An Advice Column I Write to Myself: THE INTERVIEW


I’m taking a break from the letter-to-myself and subsequent response-to-myself to share with you something about the Advice Column that made me real happy. Someone who reads it and is also a writer asked to interview me about the column! She came up with some Q’s and I spit out my A’s and there we have it — an interview was born.

My advice column to myself is, well, like, one of my favorite things in my world. It almost feels like another child of mine. Ask Oliver how many babies I have, and he will answer, always-always-always, “Two.” And who are they?, you might ask, and he will answer, “Me. and Bela.”

But this advice column is pushing for its place as number three. I LOVE writing this thing. I love the very rare act of being soft with myself — and pacing myself — and slowing down, delving into the why. I love the blatant focus on my own instinct, my own knowledge, and the power that comes from knowing the particulars of my own past. This advice column is literally one of the only moments in my life that I am compassionate with myself. Normally, I am a hard, demanding bitch to myself. I have always considered that my strength.

It’s not.

It’s not a strength to be cruel to yourself.


Recently, a friend asked to interview me about the column. She is a writer and has told me she connected with my column and wanted to share the process of writing-oneself and responding-to-onself with the people she shares her writing with — and she, additionally, wanted to share my writing and my process with them. So she sent me some questions and asked me to give my instinctive answers, and then she formatted it and added it to her newsletter and sent it to her people. And now I’m sharing that interview with my people.


It can be real hard for me to take myself seriously sometimes. To validate myself. My column does it, by way of its very nature. And this interview did it, too. So onward — to all of us. Find the things that validate you and stay near them. Answer them. Sit with them. Validate yourself. You are worth it.


VANESSA: Who are you, in two sentences or less?

KELLY: An intensely grateful and bold individual.

VANESSA: What have you learned, or what has surprised you most, in the experience of asking — and answering — your own question in your advice column?

KELLY: That — while I often know the answer to the question before I even write it — deep in the pit of me — I don’t usually know the why behind it, or how I arrived at knowing it in the pit of me. The act of answering the question in longform (meaning not just ‘yes’ or ‘no’ — or ‘do this’ or ‘don’t do that’) has proven to be such an opportunity to see all of the nuance in the why. Once I have written it out, I am beyond sure of the pit feeling. I am sure with the knowledge that I have walked through the dark and actually seen the light on the other end — not just assumed that it is there.

VANESSA: Why should people try this exercise in writing to yourself — what is there to learn?

KELLY: You get to know yourself — even more than you think you do! You get to rely on yourself — the person on whom we have to rely, are born to rely on. You create a personal standing that feels unshakable. When I write it all out, and I reach the end, I feel like a wooden pillar of a carved eagle (or something hahah) — like I am firmly rooted in the ground and I know exactly what I need and where I need to be.

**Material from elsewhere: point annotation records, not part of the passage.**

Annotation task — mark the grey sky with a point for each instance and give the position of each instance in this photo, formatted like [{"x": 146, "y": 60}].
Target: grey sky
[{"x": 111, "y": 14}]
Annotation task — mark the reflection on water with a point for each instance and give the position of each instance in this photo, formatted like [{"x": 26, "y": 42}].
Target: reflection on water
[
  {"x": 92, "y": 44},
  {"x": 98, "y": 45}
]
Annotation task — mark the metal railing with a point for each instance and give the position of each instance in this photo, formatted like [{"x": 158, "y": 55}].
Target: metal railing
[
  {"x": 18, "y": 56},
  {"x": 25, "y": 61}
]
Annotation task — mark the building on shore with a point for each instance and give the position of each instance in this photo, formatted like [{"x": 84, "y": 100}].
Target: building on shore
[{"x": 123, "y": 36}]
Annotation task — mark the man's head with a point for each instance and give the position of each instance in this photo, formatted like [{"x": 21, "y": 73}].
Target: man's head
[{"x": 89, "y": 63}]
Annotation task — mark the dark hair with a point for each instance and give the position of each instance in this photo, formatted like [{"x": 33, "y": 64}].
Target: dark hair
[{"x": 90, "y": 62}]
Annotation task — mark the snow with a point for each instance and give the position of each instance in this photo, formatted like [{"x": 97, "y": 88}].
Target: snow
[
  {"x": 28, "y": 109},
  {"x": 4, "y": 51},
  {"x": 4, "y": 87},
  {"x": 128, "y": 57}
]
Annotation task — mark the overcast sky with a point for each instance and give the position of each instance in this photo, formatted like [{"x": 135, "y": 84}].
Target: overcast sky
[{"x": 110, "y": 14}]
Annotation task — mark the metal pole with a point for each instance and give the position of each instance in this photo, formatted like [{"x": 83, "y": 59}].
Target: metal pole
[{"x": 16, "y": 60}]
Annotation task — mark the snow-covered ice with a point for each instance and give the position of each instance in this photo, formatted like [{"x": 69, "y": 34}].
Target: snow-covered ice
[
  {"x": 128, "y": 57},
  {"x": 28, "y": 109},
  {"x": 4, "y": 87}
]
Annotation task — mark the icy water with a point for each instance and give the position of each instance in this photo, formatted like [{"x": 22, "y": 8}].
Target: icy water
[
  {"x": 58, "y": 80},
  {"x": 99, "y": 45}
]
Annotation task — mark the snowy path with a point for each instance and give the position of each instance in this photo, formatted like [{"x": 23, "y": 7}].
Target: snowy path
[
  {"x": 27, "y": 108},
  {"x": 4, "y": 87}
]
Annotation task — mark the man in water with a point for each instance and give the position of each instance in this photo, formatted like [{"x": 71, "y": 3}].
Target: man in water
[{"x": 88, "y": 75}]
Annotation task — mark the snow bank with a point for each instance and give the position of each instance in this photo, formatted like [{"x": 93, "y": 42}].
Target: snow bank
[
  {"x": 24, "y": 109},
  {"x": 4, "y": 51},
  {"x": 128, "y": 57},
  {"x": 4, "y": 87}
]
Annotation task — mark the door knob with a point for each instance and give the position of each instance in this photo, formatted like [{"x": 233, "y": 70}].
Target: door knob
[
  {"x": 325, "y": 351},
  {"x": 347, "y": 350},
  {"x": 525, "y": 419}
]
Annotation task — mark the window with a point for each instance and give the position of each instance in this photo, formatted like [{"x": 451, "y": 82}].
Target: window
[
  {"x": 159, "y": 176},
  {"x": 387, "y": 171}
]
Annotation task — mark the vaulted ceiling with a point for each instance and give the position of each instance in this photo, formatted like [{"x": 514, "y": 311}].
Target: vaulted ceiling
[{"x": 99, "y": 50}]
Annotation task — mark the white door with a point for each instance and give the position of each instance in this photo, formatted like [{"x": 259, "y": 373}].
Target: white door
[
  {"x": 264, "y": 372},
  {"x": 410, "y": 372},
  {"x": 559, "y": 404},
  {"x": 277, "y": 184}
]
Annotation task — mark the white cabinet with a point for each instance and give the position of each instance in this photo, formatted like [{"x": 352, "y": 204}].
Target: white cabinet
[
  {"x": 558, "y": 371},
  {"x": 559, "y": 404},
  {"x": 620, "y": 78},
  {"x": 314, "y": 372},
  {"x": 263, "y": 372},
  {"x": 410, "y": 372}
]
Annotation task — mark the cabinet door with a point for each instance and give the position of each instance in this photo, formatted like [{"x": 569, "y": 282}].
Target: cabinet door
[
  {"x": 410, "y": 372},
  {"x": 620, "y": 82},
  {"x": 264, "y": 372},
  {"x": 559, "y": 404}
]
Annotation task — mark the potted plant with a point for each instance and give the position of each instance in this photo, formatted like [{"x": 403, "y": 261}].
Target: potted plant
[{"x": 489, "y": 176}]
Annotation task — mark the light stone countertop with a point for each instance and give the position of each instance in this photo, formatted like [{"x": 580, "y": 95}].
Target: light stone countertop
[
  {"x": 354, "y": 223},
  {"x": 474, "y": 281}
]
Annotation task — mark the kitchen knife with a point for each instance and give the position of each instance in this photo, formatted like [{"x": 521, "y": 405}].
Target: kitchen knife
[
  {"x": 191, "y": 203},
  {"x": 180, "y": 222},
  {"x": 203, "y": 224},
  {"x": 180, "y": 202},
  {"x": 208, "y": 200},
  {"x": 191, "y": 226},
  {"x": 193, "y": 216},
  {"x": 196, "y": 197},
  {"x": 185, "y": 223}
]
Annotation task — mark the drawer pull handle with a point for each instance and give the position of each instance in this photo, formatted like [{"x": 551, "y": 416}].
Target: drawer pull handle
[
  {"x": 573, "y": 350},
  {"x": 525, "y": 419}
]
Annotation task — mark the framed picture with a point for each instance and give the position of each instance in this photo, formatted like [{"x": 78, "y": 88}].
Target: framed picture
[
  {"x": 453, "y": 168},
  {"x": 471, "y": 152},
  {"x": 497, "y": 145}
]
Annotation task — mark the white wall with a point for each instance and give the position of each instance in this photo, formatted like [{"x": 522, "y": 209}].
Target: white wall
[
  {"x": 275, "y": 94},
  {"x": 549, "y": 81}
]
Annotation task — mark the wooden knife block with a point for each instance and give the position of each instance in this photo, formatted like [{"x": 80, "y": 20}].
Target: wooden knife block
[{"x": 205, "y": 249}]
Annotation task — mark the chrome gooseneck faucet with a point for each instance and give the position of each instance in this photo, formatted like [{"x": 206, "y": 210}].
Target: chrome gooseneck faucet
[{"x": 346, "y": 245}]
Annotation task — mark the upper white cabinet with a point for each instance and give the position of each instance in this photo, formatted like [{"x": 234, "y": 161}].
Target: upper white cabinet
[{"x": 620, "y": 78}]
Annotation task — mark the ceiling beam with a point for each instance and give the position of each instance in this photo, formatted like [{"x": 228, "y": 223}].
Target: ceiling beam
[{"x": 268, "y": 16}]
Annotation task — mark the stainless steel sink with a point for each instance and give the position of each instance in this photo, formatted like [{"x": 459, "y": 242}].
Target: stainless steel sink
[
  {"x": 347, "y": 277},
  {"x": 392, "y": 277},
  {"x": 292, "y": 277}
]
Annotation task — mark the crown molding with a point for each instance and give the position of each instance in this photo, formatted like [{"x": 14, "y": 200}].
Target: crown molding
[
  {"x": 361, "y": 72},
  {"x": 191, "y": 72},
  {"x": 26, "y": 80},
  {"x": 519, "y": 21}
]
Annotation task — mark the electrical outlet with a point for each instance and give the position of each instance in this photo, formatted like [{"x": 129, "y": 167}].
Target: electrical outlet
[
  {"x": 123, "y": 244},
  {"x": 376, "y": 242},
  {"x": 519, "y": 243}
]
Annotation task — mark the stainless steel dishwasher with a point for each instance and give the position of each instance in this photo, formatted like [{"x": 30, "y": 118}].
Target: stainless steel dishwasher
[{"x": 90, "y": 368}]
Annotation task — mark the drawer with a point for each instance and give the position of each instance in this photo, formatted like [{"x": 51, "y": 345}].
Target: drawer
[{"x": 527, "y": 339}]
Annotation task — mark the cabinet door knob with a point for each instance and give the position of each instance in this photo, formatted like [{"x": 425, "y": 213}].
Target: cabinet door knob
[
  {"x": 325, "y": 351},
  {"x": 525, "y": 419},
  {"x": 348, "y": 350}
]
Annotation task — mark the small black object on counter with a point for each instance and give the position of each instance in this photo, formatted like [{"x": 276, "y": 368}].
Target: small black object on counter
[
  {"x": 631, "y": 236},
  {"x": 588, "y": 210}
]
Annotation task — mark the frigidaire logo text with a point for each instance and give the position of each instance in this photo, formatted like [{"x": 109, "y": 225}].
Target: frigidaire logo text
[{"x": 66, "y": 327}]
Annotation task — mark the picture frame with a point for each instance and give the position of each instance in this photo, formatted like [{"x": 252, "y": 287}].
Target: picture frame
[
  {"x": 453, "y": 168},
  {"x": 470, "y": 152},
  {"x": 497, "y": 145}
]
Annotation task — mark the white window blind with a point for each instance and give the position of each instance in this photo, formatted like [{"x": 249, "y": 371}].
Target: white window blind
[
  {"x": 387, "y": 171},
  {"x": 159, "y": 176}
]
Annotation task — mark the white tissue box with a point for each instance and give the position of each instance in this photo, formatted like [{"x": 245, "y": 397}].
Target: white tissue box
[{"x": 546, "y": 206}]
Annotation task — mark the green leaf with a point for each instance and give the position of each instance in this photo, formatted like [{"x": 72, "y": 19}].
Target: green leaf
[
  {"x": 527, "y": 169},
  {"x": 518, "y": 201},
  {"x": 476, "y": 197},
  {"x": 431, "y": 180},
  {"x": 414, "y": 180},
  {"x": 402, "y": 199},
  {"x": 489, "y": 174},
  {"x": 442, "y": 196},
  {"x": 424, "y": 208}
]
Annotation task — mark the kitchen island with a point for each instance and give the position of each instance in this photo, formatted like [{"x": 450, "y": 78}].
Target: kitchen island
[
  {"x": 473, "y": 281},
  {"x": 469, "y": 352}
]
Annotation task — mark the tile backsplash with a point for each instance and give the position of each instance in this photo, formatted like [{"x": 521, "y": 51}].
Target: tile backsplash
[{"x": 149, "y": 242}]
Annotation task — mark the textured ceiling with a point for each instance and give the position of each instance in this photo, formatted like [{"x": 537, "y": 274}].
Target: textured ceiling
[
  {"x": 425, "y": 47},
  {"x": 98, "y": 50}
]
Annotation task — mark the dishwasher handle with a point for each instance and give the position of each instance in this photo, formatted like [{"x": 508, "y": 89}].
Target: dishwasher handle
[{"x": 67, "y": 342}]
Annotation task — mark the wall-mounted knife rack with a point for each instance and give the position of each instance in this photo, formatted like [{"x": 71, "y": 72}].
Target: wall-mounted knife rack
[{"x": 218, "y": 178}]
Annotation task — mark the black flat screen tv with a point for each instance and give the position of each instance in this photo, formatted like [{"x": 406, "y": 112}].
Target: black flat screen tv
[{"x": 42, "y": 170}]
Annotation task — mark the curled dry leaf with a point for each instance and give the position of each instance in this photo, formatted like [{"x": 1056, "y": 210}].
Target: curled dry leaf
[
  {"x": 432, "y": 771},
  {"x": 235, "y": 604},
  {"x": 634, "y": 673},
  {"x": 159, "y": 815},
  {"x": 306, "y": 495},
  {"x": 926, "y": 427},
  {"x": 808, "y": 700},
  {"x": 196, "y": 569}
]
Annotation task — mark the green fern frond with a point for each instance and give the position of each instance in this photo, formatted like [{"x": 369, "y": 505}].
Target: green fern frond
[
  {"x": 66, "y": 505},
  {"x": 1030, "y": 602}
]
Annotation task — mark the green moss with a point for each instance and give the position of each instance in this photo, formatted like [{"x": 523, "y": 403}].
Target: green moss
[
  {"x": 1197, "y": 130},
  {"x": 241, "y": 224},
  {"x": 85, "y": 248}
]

VANESSA: Where were you when you first had the idea to write your own advice column to yourself?

KELLY: In my kitchen. I had gone through a box of old papers, looking for something, and found my bib number from the day I ran the San Francisco half marathon years ago. I was in a deeply sad place, that morning — and when I saw the bib, I was yanked out of my sadness and brought back to the fact that I am so goddamn capable. My sadness usually originates from feeling incapable — or hopeless- or like I don’t know where to turn. And the only place I have ever needed to turn was inward. I ran 13 miles with shin splints and bad knees and no natural athletic ability because I DECIDED TO. Because I decided I was capable. The act had almost nothing to do with actually being capable. And I realized that I was my own worst critic and own best cheerleader and I needed to TELL MYSELF WHAT THE FUCK WAS UP AND LISTEN. I didn’t need to call a friend. I had all I needed in my own body and my own mind and my own grit. I always have. WE always have.

VANESSA: When did you decide to share them publicly?

KELLY: Immediately. Reading other people’s writing has saved my life. Essays and poems and books save my life every day. Every time I feel known, or seen, through someone else’s words — I feel comforted and exhilarated at the same time. The minute I finished writing the piece I wanted anyone that could possibly get any strength from it to read it — so I put it on my blog and posted it on Facebook.

VANESSA: How are you so brave…to write so honestly and openly (in questions and answers) about your life?

KELLY: Not to be cliche, but for me — it doesn’t necessarily feel brave to be open and honest. It’s my knee jerk reaction. It’s the only way I know how to act. When I feel anything other than completely exposed, I feel like I’m hiding or lying. But obviously, I have also noticed that the more open and honest I am with everyone I encounter, the more I get back. I GET SO MUCH BACK. So it is super natural to me, but it is also super rewarding,which reinforces it at every turn.